In sector after sector, Mao Zedong's dream of attaining higher industrial output in China than in the West has finally been realized. For Chinese central planners, however, the country's hypetrophied industrial base has become a cause for alarm rather than celebration.

SHANGHAI – Back in 1958, the year of China’s ill-fated “Great Leap Forward,” Chairman Mao had big plans for the steel industry. While production had been just over five million tons in 1957, he expected the country to catch up with or even surpass the United States by 1962, producing 80-100 million tons per year, and to reach 700 million tons per year by the mid-1970’s, making China the undisputed world leader. All this was to be accomplished using small “backyard steel furnaces” operated by ordinary people with no particular technical expertise.

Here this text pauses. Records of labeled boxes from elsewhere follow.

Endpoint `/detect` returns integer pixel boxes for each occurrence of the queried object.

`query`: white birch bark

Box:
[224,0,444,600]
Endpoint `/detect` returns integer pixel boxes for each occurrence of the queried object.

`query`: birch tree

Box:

Today, Mao’s dream of catching up with the rest of the world has been realized, albeit a bit behind schedule, not only in steel making, where annual capacity has reached 660 million tons, but in many other sectors as well. In 2008, China ranked first in steel (about half of world production), cement (also about half), aluminum (about 40%), and glass (31%), to take just a few examples. The country topped the US in auto production in 2009, and remains second only to South Korea in shipbuilding, with 36% of global capacity.

For Beijing’s central planners, however, the size of China’s industrial base has become a cause for alarm rather than celebration. In a document approved by the State Council on September 26, the National Development and Reform Commission (NDRC) warned of serious excess capacity in a wide variety of sectors. (The State Council, which includes the premier, vice premiers, and heads of ministries and commissions, is China’s highest executive authority.)